# Show leads



## ChowChowmum (Apr 11, 2010)

Hi,

I attended my first ring craft class last night and was advised that I need to buy a new lead for my puppy. She is currently wearing a standard adjustable lead and collar.

Can anyone recommend what type of lead I would need for the Show Ring (for a Chow Chow!) and also recommend anywhere to buy them from online? 

Thank you.x :thumbup:


----------



## Tanya1989 (Dec 4, 2009)

Probably a half check leather rolled show set. Not sure on the neck size, so you will have to measure. Measure from the ociput under the throat and back to the ociput again as this is the widest point for the collar to slip over as they don't undo. Hessonite show sets for show dogs


----------



## Kinjilabs (Apr 15, 2009)

Friend of mine who has Chows showed hers on a thin leather collar, tends to dissapear in the coat


----------



## kaisa624 (Mar 5, 2010)

We have a thin blue nylon check show lead. However we are in the process of finding a reasonably priced rolled leather check lead. We found one for £25, not sure if that's a good price? Is for a 12" leather collar bit - was at the Natural Instinct's warehouse, in Camberley.


----------



## ChowChowmum (Apr 11, 2010)

Hi,

Thanls for your replies.

Kaisa624- I have been looking around and have just ordered a show set with a half check chain and it was £26.50 including p & p.


----------



## ChowChowmum (Apr 11, 2010)

Hi,

I ordered the lead from essenjayleathersupplies.co.uk Tel: 01736 740094. I just called thm up and gave her the measurements and colour that I wanted and she said that she would post it to me early next week.


----------



## Tanya1989 (Dec 4, 2009)

Essenjay are brilliant, you won't be disappointed!


----------



## ChowChowmum (Apr 11, 2010)

Thats good to hear!

I cant wait for it to arrive to start practicing with it.


----------



## Spellweaver (Jul 17, 2009)

ChowChowmum said:


> Hi,
> 
> I ordered the lead from essenjayleathersupplies.co.uk Tel: 01736 740094. I just called thm up and gave her the measurements and colour that I wanted and she said that she would post it to me early next week.

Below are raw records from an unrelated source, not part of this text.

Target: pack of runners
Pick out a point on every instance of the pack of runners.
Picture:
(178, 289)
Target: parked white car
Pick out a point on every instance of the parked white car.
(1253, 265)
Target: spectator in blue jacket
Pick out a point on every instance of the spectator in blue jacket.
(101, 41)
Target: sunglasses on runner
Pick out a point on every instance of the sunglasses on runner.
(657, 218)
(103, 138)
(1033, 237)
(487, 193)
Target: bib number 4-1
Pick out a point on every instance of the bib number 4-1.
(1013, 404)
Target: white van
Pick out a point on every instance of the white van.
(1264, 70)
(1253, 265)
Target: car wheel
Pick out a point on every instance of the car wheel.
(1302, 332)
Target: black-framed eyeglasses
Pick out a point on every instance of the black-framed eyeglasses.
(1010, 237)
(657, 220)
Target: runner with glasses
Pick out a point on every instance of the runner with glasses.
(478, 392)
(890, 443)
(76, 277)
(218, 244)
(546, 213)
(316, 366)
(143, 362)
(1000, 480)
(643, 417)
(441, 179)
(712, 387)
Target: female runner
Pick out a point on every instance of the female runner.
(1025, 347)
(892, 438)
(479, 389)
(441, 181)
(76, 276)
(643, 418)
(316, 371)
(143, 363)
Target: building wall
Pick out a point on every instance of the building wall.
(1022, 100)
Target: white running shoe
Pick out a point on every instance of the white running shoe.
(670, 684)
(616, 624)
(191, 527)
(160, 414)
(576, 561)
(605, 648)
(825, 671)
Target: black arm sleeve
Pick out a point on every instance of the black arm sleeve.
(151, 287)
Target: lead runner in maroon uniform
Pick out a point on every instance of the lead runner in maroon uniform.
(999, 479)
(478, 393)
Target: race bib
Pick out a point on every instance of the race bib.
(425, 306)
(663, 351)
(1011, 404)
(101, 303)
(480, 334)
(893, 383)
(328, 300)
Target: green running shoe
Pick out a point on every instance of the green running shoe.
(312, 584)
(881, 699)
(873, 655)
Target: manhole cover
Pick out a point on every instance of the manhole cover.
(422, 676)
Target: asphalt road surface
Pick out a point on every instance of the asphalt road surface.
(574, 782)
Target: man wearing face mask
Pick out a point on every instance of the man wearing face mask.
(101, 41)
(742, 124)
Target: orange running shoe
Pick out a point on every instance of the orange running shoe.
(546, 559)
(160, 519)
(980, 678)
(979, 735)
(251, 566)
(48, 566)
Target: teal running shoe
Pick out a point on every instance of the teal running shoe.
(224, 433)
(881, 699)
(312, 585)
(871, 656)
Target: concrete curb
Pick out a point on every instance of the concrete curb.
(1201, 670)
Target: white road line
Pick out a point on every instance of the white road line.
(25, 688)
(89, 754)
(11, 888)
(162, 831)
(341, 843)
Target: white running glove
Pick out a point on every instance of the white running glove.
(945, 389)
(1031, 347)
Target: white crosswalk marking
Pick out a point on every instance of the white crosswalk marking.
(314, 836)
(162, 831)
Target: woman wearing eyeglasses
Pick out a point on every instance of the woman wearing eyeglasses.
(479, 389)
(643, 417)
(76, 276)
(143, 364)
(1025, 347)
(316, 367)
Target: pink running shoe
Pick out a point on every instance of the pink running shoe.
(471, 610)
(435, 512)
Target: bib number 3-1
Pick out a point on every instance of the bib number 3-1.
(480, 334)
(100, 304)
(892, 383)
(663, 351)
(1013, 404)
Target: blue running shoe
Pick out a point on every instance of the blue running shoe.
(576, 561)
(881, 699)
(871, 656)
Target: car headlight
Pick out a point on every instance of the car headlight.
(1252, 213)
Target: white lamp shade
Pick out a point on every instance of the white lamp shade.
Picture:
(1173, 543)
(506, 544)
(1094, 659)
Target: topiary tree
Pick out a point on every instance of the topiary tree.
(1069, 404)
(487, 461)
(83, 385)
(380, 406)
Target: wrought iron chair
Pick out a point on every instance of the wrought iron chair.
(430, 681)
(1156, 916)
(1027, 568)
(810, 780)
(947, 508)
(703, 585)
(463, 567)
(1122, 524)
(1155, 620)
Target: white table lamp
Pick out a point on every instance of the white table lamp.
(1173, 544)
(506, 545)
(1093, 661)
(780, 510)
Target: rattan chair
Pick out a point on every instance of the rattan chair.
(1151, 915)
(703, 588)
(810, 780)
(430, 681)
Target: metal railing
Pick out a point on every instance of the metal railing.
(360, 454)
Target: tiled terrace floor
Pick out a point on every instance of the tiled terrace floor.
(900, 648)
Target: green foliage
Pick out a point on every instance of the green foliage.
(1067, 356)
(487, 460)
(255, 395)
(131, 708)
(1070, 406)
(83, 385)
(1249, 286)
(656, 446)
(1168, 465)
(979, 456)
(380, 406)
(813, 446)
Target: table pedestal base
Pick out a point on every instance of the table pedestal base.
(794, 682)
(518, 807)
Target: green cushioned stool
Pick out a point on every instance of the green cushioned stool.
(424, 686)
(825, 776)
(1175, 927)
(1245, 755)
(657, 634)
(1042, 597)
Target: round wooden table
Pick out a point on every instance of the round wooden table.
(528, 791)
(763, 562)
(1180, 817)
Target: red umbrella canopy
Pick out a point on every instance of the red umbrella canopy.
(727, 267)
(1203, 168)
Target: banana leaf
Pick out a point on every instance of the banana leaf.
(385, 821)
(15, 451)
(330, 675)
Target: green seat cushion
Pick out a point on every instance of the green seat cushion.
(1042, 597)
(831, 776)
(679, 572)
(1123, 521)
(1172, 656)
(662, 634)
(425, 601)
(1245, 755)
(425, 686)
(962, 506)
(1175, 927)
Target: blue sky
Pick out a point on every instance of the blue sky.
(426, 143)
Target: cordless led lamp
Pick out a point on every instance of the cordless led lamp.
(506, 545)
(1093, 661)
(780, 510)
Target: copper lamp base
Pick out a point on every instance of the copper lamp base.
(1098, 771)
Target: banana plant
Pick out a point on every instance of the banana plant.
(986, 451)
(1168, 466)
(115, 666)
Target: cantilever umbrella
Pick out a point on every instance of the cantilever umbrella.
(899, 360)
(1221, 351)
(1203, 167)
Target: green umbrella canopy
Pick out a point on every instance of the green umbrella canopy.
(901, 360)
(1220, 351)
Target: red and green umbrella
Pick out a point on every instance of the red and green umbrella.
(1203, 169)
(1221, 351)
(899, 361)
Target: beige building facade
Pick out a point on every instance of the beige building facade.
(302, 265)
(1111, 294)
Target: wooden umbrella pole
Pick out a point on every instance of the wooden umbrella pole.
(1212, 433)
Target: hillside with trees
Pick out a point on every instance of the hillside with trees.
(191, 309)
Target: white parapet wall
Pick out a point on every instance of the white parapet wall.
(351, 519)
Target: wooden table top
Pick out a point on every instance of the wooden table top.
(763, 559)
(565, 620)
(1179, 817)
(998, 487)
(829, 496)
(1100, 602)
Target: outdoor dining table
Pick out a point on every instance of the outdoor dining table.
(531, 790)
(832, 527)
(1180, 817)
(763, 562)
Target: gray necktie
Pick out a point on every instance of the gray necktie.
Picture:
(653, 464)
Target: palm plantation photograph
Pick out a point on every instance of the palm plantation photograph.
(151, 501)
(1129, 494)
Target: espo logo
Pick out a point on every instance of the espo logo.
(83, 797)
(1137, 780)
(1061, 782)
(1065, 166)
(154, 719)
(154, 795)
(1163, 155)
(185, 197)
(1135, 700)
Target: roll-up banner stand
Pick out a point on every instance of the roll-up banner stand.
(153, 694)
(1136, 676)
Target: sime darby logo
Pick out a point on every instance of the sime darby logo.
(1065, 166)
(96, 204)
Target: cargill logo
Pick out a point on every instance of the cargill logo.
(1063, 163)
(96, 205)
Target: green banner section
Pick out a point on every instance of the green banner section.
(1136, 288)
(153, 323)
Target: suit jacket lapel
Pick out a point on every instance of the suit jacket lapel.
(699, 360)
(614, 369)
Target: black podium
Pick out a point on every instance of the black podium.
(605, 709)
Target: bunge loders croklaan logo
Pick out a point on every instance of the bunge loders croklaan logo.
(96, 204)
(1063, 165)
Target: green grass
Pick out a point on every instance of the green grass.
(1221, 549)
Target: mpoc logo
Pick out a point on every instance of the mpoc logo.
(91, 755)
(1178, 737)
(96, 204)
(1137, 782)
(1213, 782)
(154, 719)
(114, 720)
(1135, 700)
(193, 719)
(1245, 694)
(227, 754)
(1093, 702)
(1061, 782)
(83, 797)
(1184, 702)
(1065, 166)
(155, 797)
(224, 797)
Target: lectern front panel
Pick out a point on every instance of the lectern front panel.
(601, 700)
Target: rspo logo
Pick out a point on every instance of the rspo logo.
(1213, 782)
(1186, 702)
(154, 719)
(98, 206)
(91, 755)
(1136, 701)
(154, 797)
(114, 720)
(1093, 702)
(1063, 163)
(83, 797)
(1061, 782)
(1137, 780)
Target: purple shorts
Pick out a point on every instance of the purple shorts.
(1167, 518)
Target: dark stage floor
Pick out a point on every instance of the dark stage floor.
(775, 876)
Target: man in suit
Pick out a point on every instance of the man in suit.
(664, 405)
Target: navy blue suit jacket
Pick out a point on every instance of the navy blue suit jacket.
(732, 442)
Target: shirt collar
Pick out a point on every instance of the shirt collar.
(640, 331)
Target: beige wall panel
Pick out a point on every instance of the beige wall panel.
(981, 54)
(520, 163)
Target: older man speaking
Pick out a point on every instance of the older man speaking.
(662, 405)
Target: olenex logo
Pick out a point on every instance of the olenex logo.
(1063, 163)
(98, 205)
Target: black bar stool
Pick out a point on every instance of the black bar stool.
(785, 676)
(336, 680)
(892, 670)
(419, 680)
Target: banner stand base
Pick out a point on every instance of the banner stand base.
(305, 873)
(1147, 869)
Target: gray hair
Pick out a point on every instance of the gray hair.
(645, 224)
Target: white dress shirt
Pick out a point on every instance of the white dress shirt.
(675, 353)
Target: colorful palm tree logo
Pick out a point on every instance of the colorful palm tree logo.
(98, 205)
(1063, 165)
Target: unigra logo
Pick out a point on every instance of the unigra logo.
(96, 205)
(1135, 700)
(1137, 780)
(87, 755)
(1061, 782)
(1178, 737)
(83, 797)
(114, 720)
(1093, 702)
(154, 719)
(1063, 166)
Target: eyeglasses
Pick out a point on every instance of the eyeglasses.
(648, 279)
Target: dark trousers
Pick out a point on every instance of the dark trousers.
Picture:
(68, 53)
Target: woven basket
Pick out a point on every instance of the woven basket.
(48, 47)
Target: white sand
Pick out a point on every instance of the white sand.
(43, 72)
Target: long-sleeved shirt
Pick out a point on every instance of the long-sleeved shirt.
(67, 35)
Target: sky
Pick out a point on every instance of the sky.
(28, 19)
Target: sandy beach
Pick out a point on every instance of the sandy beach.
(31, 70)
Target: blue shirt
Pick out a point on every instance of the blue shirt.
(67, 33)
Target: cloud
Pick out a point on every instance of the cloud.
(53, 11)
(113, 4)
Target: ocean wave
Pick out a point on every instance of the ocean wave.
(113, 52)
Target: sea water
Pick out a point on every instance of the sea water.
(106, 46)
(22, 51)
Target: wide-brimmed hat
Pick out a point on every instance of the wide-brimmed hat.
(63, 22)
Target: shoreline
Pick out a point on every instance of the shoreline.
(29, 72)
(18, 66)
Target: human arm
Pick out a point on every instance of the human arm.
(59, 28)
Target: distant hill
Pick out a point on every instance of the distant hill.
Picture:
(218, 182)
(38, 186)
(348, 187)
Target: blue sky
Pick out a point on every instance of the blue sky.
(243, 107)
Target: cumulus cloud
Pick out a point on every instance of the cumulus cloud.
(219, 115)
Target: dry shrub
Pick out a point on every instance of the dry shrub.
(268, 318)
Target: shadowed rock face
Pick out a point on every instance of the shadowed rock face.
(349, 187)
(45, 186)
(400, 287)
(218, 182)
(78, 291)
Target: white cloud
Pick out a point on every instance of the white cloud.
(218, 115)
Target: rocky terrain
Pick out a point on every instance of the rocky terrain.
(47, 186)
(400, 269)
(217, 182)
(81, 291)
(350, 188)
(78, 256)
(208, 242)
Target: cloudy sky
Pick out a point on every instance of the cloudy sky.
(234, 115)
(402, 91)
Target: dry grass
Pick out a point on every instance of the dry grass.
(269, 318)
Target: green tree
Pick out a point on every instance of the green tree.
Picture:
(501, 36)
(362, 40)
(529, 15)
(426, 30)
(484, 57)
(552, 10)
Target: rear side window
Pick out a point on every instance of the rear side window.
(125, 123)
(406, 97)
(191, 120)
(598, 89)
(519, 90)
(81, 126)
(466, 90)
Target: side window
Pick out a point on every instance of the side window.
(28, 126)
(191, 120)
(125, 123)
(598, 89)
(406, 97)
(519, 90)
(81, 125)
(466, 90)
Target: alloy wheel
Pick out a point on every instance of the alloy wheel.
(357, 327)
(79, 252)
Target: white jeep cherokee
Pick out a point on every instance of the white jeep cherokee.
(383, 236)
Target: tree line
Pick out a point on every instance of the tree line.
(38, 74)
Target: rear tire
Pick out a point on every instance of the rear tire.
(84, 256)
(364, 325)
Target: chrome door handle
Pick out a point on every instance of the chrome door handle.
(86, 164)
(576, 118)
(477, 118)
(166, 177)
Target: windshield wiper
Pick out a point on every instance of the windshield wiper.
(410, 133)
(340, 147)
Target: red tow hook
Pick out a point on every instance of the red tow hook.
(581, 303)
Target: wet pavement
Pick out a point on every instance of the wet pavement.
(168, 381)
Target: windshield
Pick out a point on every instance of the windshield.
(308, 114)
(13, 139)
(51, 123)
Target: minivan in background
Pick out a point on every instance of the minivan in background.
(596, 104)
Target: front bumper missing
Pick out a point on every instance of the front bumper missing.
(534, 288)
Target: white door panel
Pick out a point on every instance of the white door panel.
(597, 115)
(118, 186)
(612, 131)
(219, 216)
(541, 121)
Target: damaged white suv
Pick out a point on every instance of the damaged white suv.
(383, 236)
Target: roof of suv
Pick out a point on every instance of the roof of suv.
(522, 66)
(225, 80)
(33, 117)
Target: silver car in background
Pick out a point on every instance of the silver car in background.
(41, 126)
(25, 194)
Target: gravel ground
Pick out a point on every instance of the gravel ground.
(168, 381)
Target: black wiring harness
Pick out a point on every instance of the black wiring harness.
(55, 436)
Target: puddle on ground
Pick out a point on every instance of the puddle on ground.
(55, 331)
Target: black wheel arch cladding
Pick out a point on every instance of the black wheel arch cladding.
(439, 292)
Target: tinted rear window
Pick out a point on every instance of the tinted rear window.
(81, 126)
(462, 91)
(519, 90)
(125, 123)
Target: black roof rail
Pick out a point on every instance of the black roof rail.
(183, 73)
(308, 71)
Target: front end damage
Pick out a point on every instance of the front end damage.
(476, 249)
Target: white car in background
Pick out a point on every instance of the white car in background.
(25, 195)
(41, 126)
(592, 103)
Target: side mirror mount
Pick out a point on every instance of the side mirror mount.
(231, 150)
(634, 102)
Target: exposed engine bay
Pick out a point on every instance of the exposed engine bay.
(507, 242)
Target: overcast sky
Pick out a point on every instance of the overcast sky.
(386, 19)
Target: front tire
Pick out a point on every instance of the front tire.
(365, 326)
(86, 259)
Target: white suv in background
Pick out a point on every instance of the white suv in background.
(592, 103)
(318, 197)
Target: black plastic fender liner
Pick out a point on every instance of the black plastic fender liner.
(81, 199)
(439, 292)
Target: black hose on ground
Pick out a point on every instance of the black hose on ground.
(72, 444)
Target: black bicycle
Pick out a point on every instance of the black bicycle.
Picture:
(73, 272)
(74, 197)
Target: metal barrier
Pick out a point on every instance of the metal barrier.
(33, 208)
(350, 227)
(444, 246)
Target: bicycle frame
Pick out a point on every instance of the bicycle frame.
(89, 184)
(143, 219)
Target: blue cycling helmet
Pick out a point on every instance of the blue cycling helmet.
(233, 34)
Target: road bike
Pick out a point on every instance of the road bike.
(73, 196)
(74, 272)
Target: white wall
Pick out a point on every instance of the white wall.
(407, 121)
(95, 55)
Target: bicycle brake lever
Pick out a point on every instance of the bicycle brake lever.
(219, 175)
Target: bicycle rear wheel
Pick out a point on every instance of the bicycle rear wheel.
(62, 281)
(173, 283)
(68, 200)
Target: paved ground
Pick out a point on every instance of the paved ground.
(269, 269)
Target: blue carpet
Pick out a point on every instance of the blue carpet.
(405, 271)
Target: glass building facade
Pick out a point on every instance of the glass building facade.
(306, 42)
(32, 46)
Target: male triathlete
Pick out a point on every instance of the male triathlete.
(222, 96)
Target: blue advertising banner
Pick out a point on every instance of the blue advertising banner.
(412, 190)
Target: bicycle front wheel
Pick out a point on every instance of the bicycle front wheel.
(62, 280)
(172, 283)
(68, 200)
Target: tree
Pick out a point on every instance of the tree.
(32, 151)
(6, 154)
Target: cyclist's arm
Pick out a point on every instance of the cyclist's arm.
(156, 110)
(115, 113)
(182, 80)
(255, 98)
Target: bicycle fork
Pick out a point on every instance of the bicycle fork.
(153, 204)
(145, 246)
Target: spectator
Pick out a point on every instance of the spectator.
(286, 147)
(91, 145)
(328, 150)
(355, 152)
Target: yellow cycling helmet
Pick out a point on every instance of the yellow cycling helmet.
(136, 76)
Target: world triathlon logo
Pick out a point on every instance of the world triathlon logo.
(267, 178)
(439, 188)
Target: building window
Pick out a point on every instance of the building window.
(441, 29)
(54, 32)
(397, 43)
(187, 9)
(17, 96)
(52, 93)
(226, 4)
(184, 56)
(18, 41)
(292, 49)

You made a good choice! Ours all have essenjays half-check rolled leather collars and leads - 10 years on and they're still going strong. Lovely people too - they have a stall at most shows so you'll be able to meet them in person.


----------



## ChowChowmum (Apr 11, 2010)

Yes I called yesterday and they were at Birmingham Show. She really seemed to know her stuff, which is more than I do, there is so much to showing dogs and I am just starting!


----------



## kaisa624 (Mar 5, 2010)

Did you go to that class in Longridge?

We're taking Holly to Rushmoor RCC, when she's next down south, as my OH can't drive, so wouldn't be able to get to Longridge unless I'm up there.

Those collars are the ones that Natural Instinct order in. I asked them what make it was, and it was that. Once I'm paid, in 2 weeks, I will go along and buy one


----------



## ChowChowmum (Apr 11, 2010)

Hi,

Yes we did go over to Longridge, I really enjoyed it and i think Cleo did aswell.

I have found another class in Oswaldtwistle which meets every fortnight on a Tuesday and I am hoping to go along to that. I have the street name but dont know the number so am going to have a drive over tomorrow night and hopefully be able to follow some dogs in!

If anyone knows where the ringcraft class in Oswaldtwistle, Lancs is tomorrow night, please let me know.

Katie.x


----------



## kaisa624 (Mar 5, 2010)

Ooh. Is that closer than Longridge? Sounds good


----------



## ChowChowmum (Apr 11, 2010)

It is closer plus it is easier to get to Oswaldtwistle as it has a better bus route than Longridge.

I think they have a match meet on tomorrow but they have a puppy walk on at half time. 

Are you going to Leeds Show in July Kaisa624? I think we are going to enter Cleo.


----------